Berlin denkt schärfere Gesetze im Cyberspace an

Die Unionsfraktion in Deutschland will als Konsequenz aus dem jüngst bekannt gewordenen massenhaften Daten-Diebstahl von mehr als 1000 Politikern und Prominenten gesetzliche Verschärfungen durchsetzen.

Das Strafmaß für Datenausspähung und Datenhehlerei müsse im Rahmen des geplanten „IT-Sicherheitsgesetzes 2.0“ deutlich erhöht werden, zitierte die „Frankfurter Allgemeine Sonntagszeitung“ den innenpolitischen Sprecher der Unions-Fraktion, Mathias Middelberg.

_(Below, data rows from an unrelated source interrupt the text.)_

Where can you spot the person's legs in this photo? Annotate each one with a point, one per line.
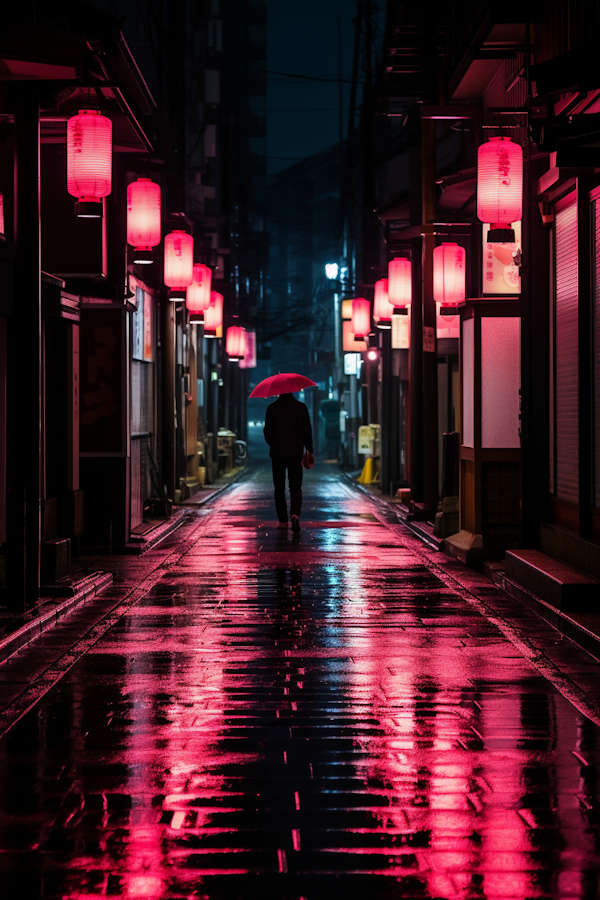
(279, 466)
(295, 479)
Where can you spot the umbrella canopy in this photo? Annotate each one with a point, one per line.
(284, 383)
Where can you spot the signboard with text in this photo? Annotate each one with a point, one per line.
(500, 274)
(102, 421)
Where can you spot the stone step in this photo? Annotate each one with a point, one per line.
(553, 581)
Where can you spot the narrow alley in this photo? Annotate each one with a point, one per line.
(339, 713)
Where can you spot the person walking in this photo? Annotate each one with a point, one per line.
(288, 432)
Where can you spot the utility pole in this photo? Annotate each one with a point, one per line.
(430, 398)
(24, 381)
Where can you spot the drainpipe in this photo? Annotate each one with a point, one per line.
(430, 398)
(25, 379)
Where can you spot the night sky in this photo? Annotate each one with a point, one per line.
(303, 115)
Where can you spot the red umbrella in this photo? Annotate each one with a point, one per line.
(284, 383)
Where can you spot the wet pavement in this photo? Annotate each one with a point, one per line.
(336, 714)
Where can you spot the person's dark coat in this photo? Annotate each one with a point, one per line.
(287, 428)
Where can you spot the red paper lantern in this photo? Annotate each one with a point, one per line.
(179, 263)
(399, 282)
(382, 308)
(235, 345)
(213, 317)
(361, 318)
(500, 182)
(89, 161)
(449, 285)
(197, 298)
(143, 218)
(249, 360)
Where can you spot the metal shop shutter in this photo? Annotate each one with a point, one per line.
(566, 355)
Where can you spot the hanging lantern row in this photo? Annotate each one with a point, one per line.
(179, 263)
(382, 308)
(361, 318)
(235, 343)
(449, 281)
(143, 219)
(89, 179)
(400, 285)
(197, 297)
(89, 161)
(213, 317)
(500, 187)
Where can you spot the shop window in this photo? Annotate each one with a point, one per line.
(566, 380)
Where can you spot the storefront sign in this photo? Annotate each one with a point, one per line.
(350, 345)
(142, 326)
(500, 274)
(102, 426)
(428, 339)
(365, 439)
(351, 363)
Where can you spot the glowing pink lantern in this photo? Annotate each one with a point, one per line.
(179, 263)
(89, 161)
(235, 345)
(197, 297)
(143, 218)
(249, 360)
(500, 182)
(361, 318)
(399, 283)
(382, 308)
(449, 271)
(213, 317)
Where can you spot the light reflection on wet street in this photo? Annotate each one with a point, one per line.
(314, 716)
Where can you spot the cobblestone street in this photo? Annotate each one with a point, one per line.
(342, 713)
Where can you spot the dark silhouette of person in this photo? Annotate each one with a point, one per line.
(288, 432)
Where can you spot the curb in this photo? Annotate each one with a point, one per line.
(9, 645)
(417, 528)
(136, 548)
(560, 620)
(221, 489)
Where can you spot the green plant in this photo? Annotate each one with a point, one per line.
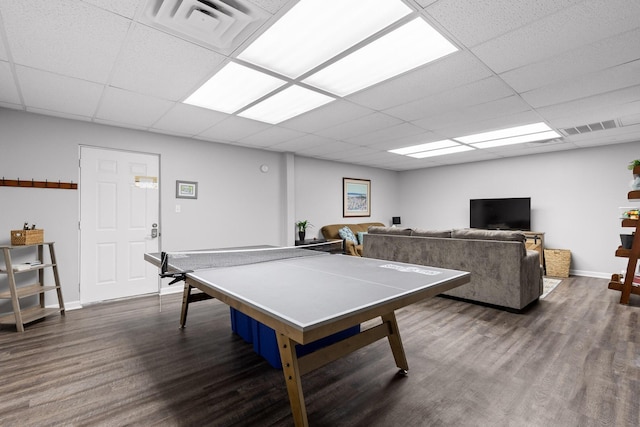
(302, 225)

Der CDU-Politiker erinnerte daran, dass Wohnungseinbrüche im vergangenen Jahr als Verbrechen eingestuft wurden. „Der Einbruch in den intimsten privaten Datenbestand und die Bloßstellung von Menschen im Netz ist aber mindestens so schwerwiegend wie ein Einbruch in die private Wohnung, wenn nicht schwerwiegender.“

Mehr Schutz für Persönlichkeitsrechte im Netz
Die Union dringt laut Middelberg zudem darauf, Persönlichkeitsrechte im Netz besser zu schützen. Vor allem Betreiber von Plattformen wie Facebook und Twitter sollten verpflichtet werden, Daten schnell und wirksam zu löschen, wenn etwa die Polizei im Zuge von Ermittlungen dazu auffordere. Bisher bleibt den Ermittlern nur, darum zu bitten, dass die Daten gelöscht werden. Middelberg forderte die anderen Fraktionen auf, das geplante Gesetz mitzutragen. Die Gefahr für den privaten Datenschutz gehe nicht vom Staat aus, sondern von Kriminellen.

Innenminister Horst Seehofer hatte angekündigt, er werde in der ersten Jahreshälfte den Entwurf für ein „IT-Sicherheitsgesetz 2.0“ vorlegen. Es soll unter anderem ein einheitliches IT-Sicherheitskennzeichen für Geräte wie beispielsweise Router vorsehen.